Of course, I am glad there’s nothing wrong with me. But right now I want an answer, something to point my finger at, an explanation for why this happened. What causes a seemingly healthy baby to suddenly die? Turns out, a wide variety of things – a multitude of health issues undetected with ultrasound, a twisted umbilical cord, a slight change in my body’s delicate internal balance. There are so many reasons why this could have happened. I have spent hours thinking through each of them, desperately studying and Googling every line of the test results. And doing so just underscored that everything was fine. So now, along with letting go of this little life that I thought would be ours, I also have to let go of why it was taken.
My dad, one of the most insightful people I know, sent me a card with this quote from Rainer Maria Rilke, and I read it about 10 times a day.
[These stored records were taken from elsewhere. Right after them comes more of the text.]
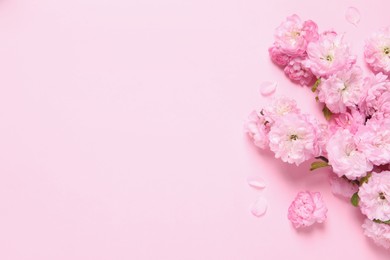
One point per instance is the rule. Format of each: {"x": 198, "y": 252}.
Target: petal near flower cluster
{"x": 307, "y": 209}
{"x": 375, "y": 196}
{"x": 344, "y": 156}
{"x": 293, "y": 139}
{"x": 379, "y": 233}
{"x": 329, "y": 55}
{"x": 342, "y": 90}
{"x": 377, "y": 51}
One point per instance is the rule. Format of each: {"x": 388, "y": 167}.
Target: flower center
{"x": 386, "y": 50}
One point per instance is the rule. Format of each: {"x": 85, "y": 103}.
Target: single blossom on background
{"x": 278, "y": 56}
{"x": 374, "y": 140}
{"x": 375, "y": 196}
{"x": 377, "y": 51}
{"x": 280, "y": 107}
{"x": 342, "y": 187}
{"x": 378, "y": 232}
{"x": 293, "y": 35}
{"x": 351, "y": 121}
{"x": 342, "y": 90}
{"x": 345, "y": 158}
{"x": 376, "y": 96}
{"x": 257, "y": 129}
{"x": 329, "y": 55}
{"x": 307, "y": 209}
{"x": 293, "y": 139}
{"x": 297, "y": 72}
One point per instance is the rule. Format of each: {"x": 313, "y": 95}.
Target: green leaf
{"x": 316, "y": 84}
{"x": 327, "y": 113}
{"x": 355, "y": 199}
{"x": 318, "y": 164}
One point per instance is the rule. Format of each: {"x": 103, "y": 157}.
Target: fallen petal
{"x": 352, "y": 15}
{"x": 259, "y": 207}
{"x": 256, "y": 182}
{"x": 267, "y": 88}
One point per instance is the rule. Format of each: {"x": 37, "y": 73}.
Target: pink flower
{"x": 257, "y": 129}
{"x": 375, "y": 196}
{"x": 328, "y": 55}
{"x": 374, "y": 140}
{"x": 376, "y": 100}
{"x": 307, "y": 209}
{"x": 377, "y": 51}
{"x": 293, "y": 35}
{"x": 349, "y": 120}
{"x": 294, "y": 138}
{"x": 378, "y": 232}
{"x": 342, "y": 89}
{"x": 280, "y": 107}
{"x": 298, "y": 73}
{"x": 345, "y": 158}
{"x": 278, "y": 57}
{"x": 342, "y": 187}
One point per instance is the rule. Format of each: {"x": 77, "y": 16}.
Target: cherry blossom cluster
{"x": 353, "y": 141}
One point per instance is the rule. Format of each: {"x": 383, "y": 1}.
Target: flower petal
{"x": 352, "y": 15}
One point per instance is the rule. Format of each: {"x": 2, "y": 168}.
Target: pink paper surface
{"x": 121, "y": 132}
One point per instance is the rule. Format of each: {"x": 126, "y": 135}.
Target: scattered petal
{"x": 353, "y": 15}
{"x": 259, "y": 207}
{"x": 256, "y": 182}
{"x": 267, "y": 88}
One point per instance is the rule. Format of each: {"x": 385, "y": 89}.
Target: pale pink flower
{"x": 307, "y": 209}
{"x": 376, "y": 97}
{"x": 377, "y": 51}
{"x": 350, "y": 120}
{"x": 299, "y": 73}
{"x": 342, "y": 187}
{"x": 374, "y": 140}
{"x": 329, "y": 55}
{"x": 293, "y": 138}
{"x": 342, "y": 90}
{"x": 374, "y": 196}
{"x": 278, "y": 56}
{"x": 257, "y": 128}
{"x": 378, "y": 232}
{"x": 293, "y": 35}
{"x": 280, "y": 107}
{"x": 345, "y": 158}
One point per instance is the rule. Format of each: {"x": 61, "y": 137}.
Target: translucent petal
{"x": 352, "y": 15}
{"x": 259, "y": 207}
{"x": 267, "y": 88}
{"x": 256, "y": 182}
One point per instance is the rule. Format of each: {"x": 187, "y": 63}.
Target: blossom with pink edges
{"x": 329, "y": 55}
{"x": 342, "y": 90}
{"x": 297, "y": 72}
{"x": 307, "y": 209}
{"x": 377, "y": 51}
{"x": 345, "y": 158}
{"x": 293, "y": 139}
{"x": 374, "y": 196}
{"x": 293, "y": 35}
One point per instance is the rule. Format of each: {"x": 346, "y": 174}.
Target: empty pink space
{"x": 121, "y": 132}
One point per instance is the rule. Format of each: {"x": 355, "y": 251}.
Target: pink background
{"x": 121, "y": 131}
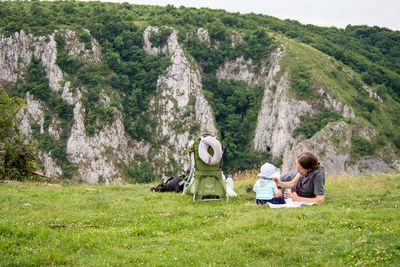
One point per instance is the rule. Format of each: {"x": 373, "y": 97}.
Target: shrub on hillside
{"x": 17, "y": 156}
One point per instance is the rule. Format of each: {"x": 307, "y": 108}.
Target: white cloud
{"x": 339, "y": 13}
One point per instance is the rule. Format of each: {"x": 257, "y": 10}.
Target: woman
{"x": 308, "y": 180}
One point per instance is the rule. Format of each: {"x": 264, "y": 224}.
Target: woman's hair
{"x": 308, "y": 161}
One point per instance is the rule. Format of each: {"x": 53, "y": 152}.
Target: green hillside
{"x": 80, "y": 225}
{"x": 342, "y": 61}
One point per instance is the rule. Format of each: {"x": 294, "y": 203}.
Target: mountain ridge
{"x": 290, "y": 76}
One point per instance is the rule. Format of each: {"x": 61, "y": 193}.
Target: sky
{"x": 338, "y": 13}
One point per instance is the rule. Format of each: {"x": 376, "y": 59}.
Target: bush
{"x": 18, "y": 158}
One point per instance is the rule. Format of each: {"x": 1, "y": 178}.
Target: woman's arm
{"x": 289, "y": 184}
{"x": 316, "y": 199}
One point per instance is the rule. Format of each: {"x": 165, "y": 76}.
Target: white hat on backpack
{"x": 269, "y": 171}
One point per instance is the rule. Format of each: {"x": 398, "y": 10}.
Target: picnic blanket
{"x": 290, "y": 204}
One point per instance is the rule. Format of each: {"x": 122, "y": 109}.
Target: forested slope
{"x": 211, "y": 40}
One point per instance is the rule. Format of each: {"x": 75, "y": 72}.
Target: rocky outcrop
{"x": 332, "y": 146}
{"x": 181, "y": 107}
{"x": 180, "y": 111}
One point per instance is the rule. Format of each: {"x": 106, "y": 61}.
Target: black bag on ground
{"x": 170, "y": 185}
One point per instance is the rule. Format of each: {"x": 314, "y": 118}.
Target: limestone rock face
{"x": 182, "y": 110}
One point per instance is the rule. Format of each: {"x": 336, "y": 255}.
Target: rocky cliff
{"x": 181, "y": 111}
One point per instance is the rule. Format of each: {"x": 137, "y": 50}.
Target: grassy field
{"x": 85, "y": 225}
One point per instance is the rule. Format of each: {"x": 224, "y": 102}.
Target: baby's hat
{"x": 269, "y": 171}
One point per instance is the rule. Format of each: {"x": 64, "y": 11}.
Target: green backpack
{"x": 205, "y": 178}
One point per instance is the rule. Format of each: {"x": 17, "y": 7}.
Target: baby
{"x": 265, "y": 187}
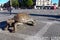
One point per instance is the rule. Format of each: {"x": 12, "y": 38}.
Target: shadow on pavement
{"x": 6, "y": 13}
{"x": 45, "y": 15}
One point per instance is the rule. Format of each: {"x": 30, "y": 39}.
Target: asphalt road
{"x": 47, "y": 25}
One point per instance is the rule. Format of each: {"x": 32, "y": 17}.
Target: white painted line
{"x": 43, "y": 30}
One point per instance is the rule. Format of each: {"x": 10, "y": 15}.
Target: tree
{"x": 29, "y": 3}
{"x": 15, "y": 3}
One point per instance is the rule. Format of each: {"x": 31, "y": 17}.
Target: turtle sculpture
{"x": 20, "y": 18}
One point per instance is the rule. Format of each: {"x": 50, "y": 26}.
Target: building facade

“I beg you…to have patience with everything unresolved in your heart and try to love the questions themselves as if they were locked rooms or books written in a very foreign language. Don’t search for the answers, which could not be given to you now, because you would not be able to live them. And the point is, to live everything. Live the questions now. Perhaps then, someday far in the future, you will gradually, without even noticing it, live your way into the answer.”
-Rainer Maria Rilke
On the inside of the card, my dad wrote, “Unanswered questions are mysteries that may or may not be solved. Allowing the questions to be unanswered and the mysteries to be mysteries may be the only way to answers. Discipline and faith are necessary; discipline to not push, not press for solutions or answers; while faith, replete with doubts, provides patience and resilience as you live into surprising solutions.” He’s a pretty smart guy when it comes to stuff like this.
A friend of mine told me about a book called Heaven is Real, where a little boy briefly dies and returns to the world describing all he saw. He told his parents he had met his little sister while in heaven, though he only had a brother. The parents last pregnancy ended in a miscarriage they had never discussed with their children. Part of me believes my baby’s little spirit has become part of everything around me. But maybe she’s waiting for me. Maybe one day I do get to hold her and understand why she was taken.
I will never completely let go of this little girl. I will wonder about and think of her as long as I live, and my heart will be a little different from now on.